El Ministerio de Defensa de Ucrania ha llevado a cabo pruebas formales junto con la improvisación en el frente. El 13 de noviembre de 2024, el ministerio anunció ensayos militares de nuevos gorros de invierno y trajes especiales de camuflaje. “Nuestro objetivo es equipar a los militares de las Fuerzas Armadas de Ucrania con uniformes y equipamiento modernos y fiables que respondan a las necesidades reales de nuestro ejército”, afirmó el viceministro de Defensa, Dmytro Klimenkov. El ministerio también indicó que está probando nuevos uniformes de entretiempo e invierno diseñados específicamente para mujeres.

La historia del camuflaje invernal—desde las sábanas improvisadas en el Frente Oriental hasta los trajes blancos actuales adaptados a la era de los drones—ilustra una continuidad fundamental: los ejércitos siguen enfrentándose al mismo desafío básico de la visibilidad en la nieve. Lo que ha cambiado es la escala de observación y las tecnologías utilizadas para detectar el movimiento.

invierno en Donetsk
Un soldado ucraniano del regimiento “Tsunami” dispara artillería hacia Bajmut en el óblast de Donetsk, Ucrania, el 19 de febrero de 2024. (Foto: Diego Herrera Carcedo/Anadolu vía Getty Images)
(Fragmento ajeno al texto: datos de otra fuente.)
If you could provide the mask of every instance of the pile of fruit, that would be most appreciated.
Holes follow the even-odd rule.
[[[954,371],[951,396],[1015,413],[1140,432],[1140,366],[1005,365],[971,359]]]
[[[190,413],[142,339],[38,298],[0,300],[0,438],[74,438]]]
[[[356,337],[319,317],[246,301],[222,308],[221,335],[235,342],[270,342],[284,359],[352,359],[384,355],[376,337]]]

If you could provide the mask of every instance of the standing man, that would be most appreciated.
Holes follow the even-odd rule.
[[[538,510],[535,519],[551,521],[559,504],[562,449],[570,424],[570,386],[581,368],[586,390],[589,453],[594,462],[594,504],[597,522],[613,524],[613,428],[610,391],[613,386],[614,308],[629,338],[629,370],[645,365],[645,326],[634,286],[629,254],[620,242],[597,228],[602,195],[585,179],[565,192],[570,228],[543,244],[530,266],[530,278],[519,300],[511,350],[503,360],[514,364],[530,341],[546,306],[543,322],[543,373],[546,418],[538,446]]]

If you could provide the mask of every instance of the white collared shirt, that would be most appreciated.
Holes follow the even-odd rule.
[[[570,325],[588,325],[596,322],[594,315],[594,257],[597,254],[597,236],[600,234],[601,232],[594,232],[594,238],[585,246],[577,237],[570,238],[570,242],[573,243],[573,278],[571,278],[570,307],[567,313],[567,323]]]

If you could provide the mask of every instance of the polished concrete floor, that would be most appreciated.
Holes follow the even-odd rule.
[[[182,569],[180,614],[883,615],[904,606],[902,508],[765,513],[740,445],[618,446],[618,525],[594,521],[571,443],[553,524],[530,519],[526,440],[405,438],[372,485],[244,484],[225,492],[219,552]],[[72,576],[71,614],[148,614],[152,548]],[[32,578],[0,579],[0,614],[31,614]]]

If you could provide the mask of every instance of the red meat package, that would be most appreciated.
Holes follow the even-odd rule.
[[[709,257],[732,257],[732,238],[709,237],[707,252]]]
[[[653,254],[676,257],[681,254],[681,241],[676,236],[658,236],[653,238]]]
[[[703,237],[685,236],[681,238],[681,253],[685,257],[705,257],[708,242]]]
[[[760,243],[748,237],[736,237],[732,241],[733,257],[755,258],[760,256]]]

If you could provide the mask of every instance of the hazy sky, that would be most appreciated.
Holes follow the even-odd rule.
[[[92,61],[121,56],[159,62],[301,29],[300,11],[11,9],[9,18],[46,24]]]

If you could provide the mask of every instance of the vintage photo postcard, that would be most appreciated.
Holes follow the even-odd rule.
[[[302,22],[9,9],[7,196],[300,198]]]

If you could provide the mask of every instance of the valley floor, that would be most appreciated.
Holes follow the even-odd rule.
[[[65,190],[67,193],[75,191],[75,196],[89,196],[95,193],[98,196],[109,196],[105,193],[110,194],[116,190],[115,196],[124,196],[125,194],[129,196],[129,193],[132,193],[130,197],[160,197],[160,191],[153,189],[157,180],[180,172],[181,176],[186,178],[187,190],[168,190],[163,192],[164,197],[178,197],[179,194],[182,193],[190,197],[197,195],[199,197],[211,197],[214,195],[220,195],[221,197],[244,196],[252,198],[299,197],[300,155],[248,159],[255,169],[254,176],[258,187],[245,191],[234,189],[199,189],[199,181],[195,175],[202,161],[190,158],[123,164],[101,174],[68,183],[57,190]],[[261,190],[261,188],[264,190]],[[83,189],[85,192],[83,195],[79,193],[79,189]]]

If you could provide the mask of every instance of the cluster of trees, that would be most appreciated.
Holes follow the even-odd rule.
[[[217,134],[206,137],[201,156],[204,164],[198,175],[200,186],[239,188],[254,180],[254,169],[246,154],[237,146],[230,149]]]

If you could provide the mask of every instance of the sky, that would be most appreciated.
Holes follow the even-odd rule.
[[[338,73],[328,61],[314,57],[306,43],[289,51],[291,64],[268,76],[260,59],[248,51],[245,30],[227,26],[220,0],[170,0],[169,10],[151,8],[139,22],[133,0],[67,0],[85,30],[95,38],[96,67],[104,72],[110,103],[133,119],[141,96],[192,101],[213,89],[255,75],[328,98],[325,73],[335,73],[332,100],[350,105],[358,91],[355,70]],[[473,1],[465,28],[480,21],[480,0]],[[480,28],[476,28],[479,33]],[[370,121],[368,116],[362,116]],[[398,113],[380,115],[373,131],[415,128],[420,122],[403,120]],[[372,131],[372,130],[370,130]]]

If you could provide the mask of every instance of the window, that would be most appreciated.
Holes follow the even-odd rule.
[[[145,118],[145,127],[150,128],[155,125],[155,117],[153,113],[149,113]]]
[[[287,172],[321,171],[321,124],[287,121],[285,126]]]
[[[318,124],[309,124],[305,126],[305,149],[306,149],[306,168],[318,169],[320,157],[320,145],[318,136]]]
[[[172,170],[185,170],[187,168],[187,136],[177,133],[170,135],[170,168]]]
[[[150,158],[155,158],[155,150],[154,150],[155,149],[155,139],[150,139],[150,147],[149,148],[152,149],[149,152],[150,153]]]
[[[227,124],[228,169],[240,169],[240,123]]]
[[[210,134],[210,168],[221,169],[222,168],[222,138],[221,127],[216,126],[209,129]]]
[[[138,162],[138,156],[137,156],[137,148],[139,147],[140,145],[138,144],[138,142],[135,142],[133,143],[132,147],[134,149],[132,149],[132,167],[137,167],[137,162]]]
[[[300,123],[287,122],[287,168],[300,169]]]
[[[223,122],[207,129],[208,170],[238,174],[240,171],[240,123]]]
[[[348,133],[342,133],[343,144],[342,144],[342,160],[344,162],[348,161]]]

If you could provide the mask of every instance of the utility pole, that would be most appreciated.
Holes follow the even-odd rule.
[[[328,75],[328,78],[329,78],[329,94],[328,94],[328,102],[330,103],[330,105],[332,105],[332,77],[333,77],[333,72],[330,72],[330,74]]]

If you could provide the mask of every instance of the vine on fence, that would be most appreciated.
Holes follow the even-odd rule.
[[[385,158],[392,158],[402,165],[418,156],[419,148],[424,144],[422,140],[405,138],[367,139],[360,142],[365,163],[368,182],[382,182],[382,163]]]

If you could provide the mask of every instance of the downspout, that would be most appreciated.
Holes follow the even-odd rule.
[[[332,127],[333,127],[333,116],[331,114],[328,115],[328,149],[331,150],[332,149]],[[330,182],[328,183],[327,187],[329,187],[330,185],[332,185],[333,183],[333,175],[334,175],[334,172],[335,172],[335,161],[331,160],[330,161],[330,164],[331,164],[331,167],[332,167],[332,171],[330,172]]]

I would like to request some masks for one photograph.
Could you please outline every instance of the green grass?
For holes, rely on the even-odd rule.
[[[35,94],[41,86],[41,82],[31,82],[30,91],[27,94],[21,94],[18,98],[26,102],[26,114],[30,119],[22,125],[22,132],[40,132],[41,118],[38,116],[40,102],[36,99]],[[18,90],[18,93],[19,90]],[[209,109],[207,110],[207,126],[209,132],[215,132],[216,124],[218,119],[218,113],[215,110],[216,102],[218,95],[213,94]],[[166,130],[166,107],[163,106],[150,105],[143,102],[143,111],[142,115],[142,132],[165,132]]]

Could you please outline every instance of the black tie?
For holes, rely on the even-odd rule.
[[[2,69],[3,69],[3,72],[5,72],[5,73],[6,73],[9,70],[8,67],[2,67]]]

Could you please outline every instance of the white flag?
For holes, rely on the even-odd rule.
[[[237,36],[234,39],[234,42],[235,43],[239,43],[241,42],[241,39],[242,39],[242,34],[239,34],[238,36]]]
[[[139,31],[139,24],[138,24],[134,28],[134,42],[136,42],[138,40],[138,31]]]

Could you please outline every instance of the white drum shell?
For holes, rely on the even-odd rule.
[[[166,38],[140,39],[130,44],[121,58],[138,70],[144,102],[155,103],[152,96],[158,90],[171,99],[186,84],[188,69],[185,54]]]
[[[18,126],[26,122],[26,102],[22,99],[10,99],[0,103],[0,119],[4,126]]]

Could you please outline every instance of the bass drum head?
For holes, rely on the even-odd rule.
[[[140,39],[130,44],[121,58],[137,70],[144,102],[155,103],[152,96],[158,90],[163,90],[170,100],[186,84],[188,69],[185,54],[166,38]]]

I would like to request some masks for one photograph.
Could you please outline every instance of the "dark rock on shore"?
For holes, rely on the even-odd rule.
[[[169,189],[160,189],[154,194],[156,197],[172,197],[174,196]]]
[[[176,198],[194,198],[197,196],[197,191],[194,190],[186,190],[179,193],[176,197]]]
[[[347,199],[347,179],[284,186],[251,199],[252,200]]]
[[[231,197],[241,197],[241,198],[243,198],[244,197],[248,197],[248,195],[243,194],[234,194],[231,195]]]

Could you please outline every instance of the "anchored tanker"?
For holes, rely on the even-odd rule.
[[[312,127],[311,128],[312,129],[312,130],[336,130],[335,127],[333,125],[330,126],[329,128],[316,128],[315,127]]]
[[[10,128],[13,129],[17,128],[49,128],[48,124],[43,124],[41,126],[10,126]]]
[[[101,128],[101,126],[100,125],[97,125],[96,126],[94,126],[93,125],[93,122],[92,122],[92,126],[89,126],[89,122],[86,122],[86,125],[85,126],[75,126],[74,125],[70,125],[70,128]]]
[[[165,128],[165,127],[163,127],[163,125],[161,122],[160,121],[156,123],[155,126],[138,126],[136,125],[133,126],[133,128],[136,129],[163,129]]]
Los soldados ucranianos continúan adaptándose al frío extremo y a la vigilancia constante en el frente, explicó “Bull”, reflexionando sobre cómo el invierno introduce un nivel de imprevisibilidad que ni siquiera el entrenamiento puede preparar completamente.

“Piensas que solo hará frío, que te pondrás una chaqueta caliente, beberás té y seguirás adelante”, dijo. “Pero cuando llegas aquí—bam—es algo que no podías haber imaginado.”